Updated: Aug 31, 2023

Tatums in northwestern Carter County was an all-black town that prospered from industry.

Tatums (Carter County, Oklahoma) is one of the few 'all black towns' still extant in Oklahoma. It shared its location at Wildhorse Creek near the Garvin County line with nearby Homer, another all-black-town that is no longer considered an active settlement (not to be confused with Homer on the east side of Ada).

Ida B. Wells and Booker T. Washington, civil rights giants of the Reconstruction and Progressive eras (1866-1900s), supported black independence movements. Both encouraged settlement into Indian Territory, as some tribal nations, like the Creeks and Seminoles, were welcoming to African Americans. Further, the land allotments that originated under the Dawes Commission did not place racial restrictions on eligibility. Prior to the Civil War, homesteading schemes that offered "free" land to those who could improve it were limited to whites only.

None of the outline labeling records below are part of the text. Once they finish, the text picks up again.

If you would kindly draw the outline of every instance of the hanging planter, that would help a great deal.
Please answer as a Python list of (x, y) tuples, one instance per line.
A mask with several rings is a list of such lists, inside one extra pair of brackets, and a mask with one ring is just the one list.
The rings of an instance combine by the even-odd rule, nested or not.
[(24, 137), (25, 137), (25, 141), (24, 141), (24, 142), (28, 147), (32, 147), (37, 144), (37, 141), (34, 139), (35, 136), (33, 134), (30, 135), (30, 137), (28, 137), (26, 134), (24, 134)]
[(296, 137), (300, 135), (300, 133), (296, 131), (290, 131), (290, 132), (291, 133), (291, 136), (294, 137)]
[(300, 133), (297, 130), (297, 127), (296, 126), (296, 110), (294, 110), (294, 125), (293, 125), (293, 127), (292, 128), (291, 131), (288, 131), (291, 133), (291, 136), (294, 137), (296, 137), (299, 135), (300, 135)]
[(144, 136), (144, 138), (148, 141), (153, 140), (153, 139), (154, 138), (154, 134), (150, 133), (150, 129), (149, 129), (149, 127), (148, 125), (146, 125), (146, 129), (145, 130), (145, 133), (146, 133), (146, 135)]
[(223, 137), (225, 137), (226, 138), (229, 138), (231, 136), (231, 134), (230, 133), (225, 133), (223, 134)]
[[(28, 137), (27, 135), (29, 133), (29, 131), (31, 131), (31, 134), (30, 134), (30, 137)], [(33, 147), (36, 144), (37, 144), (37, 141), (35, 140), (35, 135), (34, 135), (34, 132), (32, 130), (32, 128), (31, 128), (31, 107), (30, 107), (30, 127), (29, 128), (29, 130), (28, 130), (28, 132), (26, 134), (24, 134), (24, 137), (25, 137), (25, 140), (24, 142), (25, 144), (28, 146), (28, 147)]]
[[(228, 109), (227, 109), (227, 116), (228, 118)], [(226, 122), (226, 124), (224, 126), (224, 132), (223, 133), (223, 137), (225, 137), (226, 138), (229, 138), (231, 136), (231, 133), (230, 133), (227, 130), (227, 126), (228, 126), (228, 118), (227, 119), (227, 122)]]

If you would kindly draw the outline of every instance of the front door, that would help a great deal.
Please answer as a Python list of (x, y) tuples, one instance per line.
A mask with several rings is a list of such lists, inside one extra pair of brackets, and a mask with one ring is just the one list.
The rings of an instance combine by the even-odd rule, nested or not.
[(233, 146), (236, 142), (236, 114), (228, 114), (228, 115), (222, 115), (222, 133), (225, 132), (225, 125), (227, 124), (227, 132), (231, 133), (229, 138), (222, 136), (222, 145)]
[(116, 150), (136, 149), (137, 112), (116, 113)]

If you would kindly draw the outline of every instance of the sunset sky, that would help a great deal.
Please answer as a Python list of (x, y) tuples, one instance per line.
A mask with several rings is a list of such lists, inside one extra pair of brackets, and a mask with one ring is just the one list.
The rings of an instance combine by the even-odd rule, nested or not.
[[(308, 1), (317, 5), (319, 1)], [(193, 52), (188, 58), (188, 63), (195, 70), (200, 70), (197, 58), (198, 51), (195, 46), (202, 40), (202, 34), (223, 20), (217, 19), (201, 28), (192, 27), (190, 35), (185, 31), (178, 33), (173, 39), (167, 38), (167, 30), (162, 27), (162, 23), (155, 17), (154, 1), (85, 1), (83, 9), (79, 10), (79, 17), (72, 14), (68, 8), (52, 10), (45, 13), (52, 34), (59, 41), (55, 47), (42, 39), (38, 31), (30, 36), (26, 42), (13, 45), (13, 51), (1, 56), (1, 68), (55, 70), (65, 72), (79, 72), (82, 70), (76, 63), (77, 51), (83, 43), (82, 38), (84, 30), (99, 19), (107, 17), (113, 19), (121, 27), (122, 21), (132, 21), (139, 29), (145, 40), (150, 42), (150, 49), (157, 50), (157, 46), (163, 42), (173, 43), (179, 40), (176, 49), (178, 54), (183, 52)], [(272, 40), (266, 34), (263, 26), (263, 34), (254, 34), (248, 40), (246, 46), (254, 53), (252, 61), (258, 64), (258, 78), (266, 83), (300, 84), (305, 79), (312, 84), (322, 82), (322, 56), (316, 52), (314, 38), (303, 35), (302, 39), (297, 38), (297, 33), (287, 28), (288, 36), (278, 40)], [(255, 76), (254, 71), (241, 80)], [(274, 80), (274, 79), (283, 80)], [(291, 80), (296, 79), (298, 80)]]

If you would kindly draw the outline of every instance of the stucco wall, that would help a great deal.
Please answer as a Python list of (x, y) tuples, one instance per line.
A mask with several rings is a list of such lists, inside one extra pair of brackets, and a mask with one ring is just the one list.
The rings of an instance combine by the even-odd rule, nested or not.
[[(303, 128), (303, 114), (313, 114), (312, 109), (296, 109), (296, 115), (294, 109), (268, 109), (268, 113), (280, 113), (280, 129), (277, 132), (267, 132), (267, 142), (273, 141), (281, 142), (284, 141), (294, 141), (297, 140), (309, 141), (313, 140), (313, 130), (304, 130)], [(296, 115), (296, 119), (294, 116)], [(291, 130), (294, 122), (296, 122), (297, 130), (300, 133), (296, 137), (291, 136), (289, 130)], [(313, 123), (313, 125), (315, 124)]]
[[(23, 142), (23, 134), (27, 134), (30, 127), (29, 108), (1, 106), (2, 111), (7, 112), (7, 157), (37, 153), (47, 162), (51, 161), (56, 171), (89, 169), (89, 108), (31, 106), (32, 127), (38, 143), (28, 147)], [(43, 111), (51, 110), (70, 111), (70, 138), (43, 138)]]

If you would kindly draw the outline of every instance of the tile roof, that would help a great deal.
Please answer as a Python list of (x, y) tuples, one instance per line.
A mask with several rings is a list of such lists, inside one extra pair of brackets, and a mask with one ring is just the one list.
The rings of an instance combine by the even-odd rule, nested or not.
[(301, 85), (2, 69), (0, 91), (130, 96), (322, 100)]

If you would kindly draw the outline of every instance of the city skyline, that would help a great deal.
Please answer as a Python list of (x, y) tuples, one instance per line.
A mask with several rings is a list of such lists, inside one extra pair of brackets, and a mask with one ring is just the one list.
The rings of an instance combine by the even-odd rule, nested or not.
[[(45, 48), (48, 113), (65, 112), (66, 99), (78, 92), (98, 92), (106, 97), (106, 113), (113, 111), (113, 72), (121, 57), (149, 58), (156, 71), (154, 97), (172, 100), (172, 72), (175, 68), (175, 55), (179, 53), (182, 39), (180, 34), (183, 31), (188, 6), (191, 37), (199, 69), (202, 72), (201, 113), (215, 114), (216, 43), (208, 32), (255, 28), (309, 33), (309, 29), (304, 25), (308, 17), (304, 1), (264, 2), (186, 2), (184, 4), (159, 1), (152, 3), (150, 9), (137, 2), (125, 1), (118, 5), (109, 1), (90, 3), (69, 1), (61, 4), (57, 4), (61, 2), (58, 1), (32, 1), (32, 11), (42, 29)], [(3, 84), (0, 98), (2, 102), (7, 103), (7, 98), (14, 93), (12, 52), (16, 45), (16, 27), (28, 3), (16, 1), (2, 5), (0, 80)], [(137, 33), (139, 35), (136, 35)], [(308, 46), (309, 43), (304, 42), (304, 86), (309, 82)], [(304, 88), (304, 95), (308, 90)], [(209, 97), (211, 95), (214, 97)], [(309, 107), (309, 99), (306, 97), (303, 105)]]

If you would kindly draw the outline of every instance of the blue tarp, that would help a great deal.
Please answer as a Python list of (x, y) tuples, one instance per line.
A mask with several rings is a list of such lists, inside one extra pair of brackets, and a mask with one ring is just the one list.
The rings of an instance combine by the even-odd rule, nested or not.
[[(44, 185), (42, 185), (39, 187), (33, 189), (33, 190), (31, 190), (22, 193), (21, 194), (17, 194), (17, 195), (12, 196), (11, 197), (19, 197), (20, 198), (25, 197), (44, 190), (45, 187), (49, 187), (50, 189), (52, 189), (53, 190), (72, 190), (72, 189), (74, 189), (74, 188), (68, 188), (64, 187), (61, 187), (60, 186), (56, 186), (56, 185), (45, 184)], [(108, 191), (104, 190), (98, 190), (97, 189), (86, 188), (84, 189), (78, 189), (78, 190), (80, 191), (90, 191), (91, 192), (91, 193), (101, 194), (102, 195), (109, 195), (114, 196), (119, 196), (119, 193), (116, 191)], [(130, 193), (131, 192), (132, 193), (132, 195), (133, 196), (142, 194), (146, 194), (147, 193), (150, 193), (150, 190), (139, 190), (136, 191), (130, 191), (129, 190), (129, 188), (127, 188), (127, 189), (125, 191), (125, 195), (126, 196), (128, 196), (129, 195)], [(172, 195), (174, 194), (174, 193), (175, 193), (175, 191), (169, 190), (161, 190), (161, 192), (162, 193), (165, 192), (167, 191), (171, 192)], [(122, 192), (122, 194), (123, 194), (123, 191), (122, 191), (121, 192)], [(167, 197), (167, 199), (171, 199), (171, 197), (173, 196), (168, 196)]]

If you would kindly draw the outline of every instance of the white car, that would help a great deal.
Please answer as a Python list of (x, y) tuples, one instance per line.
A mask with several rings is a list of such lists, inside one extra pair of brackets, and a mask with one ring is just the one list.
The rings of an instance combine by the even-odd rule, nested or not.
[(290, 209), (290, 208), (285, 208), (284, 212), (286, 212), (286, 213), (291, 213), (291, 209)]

Tatums' economy rested on farming and oil. Surrounded by oil fields, Tatums experienced an oil boom as the home to the first African-American owned oil operation, the Ardmore Oil Lubricating Company, which was founded in 1918 with an investment of $50,000. The company encouraged black investment and viewed itself as a community builder, too. I believe it was eventually subsumed by larger oil companies and is now under the Noble Corporation's umbrella.

Newspaper ad
An ad from the Black Dispatch of 1918 looking for investors in the Ardmore Lubricating Oil Company.

Newspaper article.
Booker T. Washington visited several all-black towns on his lecture tour of Indian Territory in 1905, including Tatums.